Under the Federal Occupational Safety and Health Act (“OSHA”), employers have the responsibility to provide a safe workplace. In late February and early March, our understanding of how COVID-19 is transmitted was rudimentary and for most, it was business as usual. Social distancing was not yet part of our lexicon. Now, in several states including New York, states have issued orders requiring people to wear masks or face coverings in public settings. In order to protect employees, companies are advised to take affirmative steps to implement plans not only to ensure employees have necessary protective equipment, but to have policies and procedures in place for the identification and isolation of sick people. When employers do not—or failed to take reasonable steps to do so—they may be in violation of OSHA’s general duty clause. Employers should be prepared to defend an increase in whistleblower claims as employees raise complaints regarding workplace safety. Having a designated representative to receive and investigate such complaints (as confidentially as possible) may help stave off retaliation complaints.
Companies considering layoffs or furloughs should consider whether they will trigger federal notice requirements under the Workers Adjustment Retraining Notification Act (“WARN”) or similar state laws. Some states have issued executive orders and the like suspending notice requirements for closures due to the pandemic.
Employers would also do well to consider the likelihood that a reduction in workforce and furloughs will lead to an increase in employment discrimination filings. Even in the best of times, companies must determine appropriate selection criteria for layoffs or furloughs and review a preliminary list of selected employees to determine if there is any adverse impact for protected classes, including race, religion, age, and disability. Some states have additional protected classes. Additionally, employers should perform the same analysis when deciding who may be rehired or brought back from the furlough and who will not be. With unemployment filings already at unprecedented levels, and people possibly losing health insurance during a global health crisis, employment discrimination claims—legitimate or otherwise—are likely to increase in the months ahead.
The same may be said about wage and hour claims, especially claims for back overtime, which employees often raise for the first time after they have been fired. However, employers should consider the additional time non-exempt workers may spend due to safety precautions. These may include waiting on longer lines for entrance checks or elevators while social distancing remains in effect, time for properly washing hands and disinfecting work areas, and donning and doffing personal protective equipment, or submitting to medical examinations, including temperature checks. This time may be compensable.

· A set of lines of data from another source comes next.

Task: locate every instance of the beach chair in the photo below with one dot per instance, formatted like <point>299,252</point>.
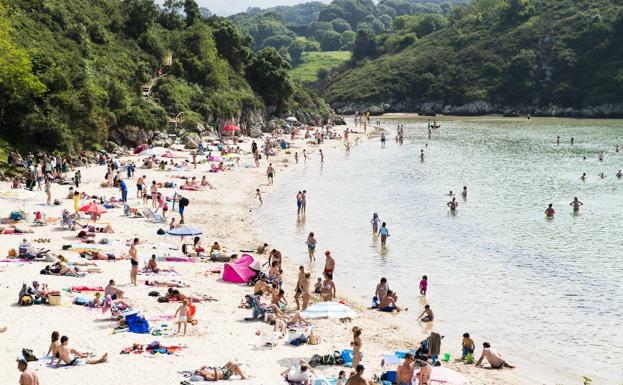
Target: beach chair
<point>152,216</point>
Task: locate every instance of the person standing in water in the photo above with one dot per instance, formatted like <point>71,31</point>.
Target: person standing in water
<point>576,204</point>
<point>270,173</point>
<point>384,233</point>
<point>311,247</point>
<point>375,223</point>
<point>133,253</point>
<point>304,202</point>
<point>453,204</point>
<point>549,212</point>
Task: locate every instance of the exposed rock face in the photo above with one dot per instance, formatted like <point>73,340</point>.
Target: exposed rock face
<point>481,108</point>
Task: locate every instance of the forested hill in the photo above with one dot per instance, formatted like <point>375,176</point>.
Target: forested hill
<point>75,73</point>
<point>561,57</point>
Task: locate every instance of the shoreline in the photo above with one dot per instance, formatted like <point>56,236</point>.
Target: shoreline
<point>226,215</point>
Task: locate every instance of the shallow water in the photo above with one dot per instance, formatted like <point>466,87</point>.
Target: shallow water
<point>547,294</point>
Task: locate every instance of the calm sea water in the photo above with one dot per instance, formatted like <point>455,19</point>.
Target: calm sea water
<point>547,294</point>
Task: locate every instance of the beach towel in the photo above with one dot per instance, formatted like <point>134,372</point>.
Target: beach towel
<point>239,271</point>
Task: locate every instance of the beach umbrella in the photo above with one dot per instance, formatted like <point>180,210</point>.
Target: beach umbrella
<point>442,375</point>
<point>185,232</point>
<point>328,310</point>
<point>231,127</point>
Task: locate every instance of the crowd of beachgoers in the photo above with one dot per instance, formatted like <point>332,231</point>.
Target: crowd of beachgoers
<point>159,247</point>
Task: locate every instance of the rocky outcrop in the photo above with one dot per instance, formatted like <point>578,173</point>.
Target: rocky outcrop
<point>481,108</point>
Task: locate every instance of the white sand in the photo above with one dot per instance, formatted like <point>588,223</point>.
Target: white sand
<point>224,215</point>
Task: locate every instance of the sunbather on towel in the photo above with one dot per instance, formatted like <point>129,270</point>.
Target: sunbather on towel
<point>72,357</point>
<point>209,373</point>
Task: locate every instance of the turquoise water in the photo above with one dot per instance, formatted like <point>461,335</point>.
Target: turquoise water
<point>547,293</point>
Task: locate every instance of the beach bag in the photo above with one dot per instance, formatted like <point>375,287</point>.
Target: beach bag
<point>137,324</point>
<point>28,354</point>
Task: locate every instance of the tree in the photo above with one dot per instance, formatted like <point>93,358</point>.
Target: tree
<point>140,15</point>
<point>268,76</point>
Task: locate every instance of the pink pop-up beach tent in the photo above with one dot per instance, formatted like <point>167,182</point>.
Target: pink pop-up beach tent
<point>239,271</point>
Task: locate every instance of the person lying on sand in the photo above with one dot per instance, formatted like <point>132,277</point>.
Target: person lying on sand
<point>210,373</point>
<point>72,357</point>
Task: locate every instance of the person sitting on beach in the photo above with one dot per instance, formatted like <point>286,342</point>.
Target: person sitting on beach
<point>72,357</point>
<point>328,288</point>
<point>404,373</point>
<point>112,291</point>
<point>152,265</point>
<point>300,373</point>
<point>493,356</point>
<point>427,315</point>
<point>209,373</point>
<point>388,302</point>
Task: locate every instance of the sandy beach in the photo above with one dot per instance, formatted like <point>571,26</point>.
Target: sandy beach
<point>224,214</point>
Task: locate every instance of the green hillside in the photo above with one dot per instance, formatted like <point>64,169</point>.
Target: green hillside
<point>313,62</point>
<point>513,52</point>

Employers should also be mindful of gender disparities regarding workload, assignments and flexibility. This is particularly the case for working mothers who generally are perceived, or believe they are perceived, as bearing a disproportionate amount of childcare responsibilities, which, have increased dramatically during this pandemic.

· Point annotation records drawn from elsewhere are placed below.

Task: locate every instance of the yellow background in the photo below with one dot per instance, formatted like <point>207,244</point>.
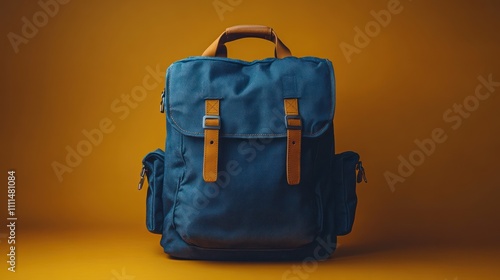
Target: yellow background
<point>442,222</point>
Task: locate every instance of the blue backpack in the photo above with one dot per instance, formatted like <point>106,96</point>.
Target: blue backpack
<point>249,170</point>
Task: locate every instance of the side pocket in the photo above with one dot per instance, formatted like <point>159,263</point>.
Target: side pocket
<point>153,166</point>
<point>344,184</point>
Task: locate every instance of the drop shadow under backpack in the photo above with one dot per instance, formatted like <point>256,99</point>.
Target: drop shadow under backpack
<point>249,170</point>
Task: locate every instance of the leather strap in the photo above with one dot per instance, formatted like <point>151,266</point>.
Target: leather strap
<point>294,137</point>
<point>211,124</point>
<point>217,48</point>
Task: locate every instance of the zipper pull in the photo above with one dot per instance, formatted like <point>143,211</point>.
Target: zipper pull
<point>361,173</point>
<point>141,181</point>
<point>162,102</point>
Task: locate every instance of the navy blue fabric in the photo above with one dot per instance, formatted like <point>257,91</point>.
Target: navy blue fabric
<point>154,164</point>
<point>250,212</point>
<point>345,191</point>
<point>251,94</point>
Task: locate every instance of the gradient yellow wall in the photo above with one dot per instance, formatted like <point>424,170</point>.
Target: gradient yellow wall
<point>393,88</point>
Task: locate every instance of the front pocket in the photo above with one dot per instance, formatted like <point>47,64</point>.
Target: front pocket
<point>251,206</point>
<point>344,186</point>
<point>154,167</point>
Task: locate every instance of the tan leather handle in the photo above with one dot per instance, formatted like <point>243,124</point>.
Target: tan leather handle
<point>218,48</point>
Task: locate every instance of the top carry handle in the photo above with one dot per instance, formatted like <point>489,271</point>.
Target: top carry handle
<point>218,48</point>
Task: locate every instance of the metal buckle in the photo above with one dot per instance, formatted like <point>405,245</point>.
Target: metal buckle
<point>293,117</point>
<point>141,181</point>
<point>210,117</point>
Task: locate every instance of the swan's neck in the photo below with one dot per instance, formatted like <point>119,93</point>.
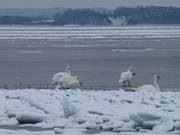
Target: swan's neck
<point>156,84</point>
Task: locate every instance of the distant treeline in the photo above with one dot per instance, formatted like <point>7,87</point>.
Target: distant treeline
<point>119,16</point>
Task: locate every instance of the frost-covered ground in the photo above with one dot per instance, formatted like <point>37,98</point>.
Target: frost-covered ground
<point>80,112</point>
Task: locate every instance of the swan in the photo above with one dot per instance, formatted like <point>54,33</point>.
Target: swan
<point>127,76</point>
<point>149,87</point>
<point>67,81</point>
<point>57,76</point>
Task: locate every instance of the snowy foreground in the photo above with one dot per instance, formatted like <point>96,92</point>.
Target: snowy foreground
<point>81,112</point>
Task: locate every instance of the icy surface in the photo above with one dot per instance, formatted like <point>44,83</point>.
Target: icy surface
<point>81,112</point>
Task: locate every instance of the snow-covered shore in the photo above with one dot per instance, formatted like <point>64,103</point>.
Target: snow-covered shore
<point>80,112</point>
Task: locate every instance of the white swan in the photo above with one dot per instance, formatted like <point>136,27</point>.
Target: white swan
<point>67,81</point>
<point>149,87</point>
<point>127,76</point>
<point>57,76</point>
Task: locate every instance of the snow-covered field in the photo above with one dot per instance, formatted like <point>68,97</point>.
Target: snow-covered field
<point>81,112</point>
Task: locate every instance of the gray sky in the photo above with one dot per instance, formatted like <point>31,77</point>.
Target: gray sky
<point>84,3</point>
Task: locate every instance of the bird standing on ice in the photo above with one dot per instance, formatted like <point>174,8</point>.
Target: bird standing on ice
<point>149,87</point>
<point>66,81</point>
<point>127,76</point>
<point>57,76</point>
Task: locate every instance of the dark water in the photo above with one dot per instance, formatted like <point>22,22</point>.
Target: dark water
<point>97,55</point>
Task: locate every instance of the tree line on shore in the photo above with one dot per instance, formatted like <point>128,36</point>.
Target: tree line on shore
<point>86,16</point>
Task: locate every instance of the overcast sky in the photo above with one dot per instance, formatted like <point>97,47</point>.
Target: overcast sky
<point>111,4</point>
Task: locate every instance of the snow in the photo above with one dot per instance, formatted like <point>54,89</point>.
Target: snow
<point>82,112</point>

There are also a host of legal pitfalls likely to arise as the stay at home orders are lifted and employers begin reopening workplaces. It is not hard to imagine employees expressing hesitation when the doors reopen. Some employees may have health conditions (including mental health) that were not previously reported to employers, but which could impact their willingness or ability to return to work. They may seek to work from home or which to take a leave of absence. These requests may be considered requests for “reasonable accommodations” under the disability discrimination laws and need to be properly vetted. The disability discrimination laws also govern medical examinations and employee confidentiality so employers that choose to conduct temperature checks or request any other information, such as test results should consult the guidance from the Equal Employment Opportunity Commission and the Center for Disease Control.

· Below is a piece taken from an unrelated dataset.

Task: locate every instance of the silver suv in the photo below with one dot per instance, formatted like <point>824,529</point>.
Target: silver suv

- EEOC: https://www.eeoc.gov/wysk/what-you-should-know-about-covid-19-and-ada-rehabilitation-act-and-other-eeo-laws
While the allure of returning to normalcy as quickly as possible increases by the day, companies must be deliberate with their choices and take appropriate steps to limit their legal exposure caused by COVID-19. Hoguet Newman Regal & Kenney is continuing to monitor legal developments concerning the ongoing crisis, and we are available to counsel employers through the current hardship as we all look forward to more stable times ahead.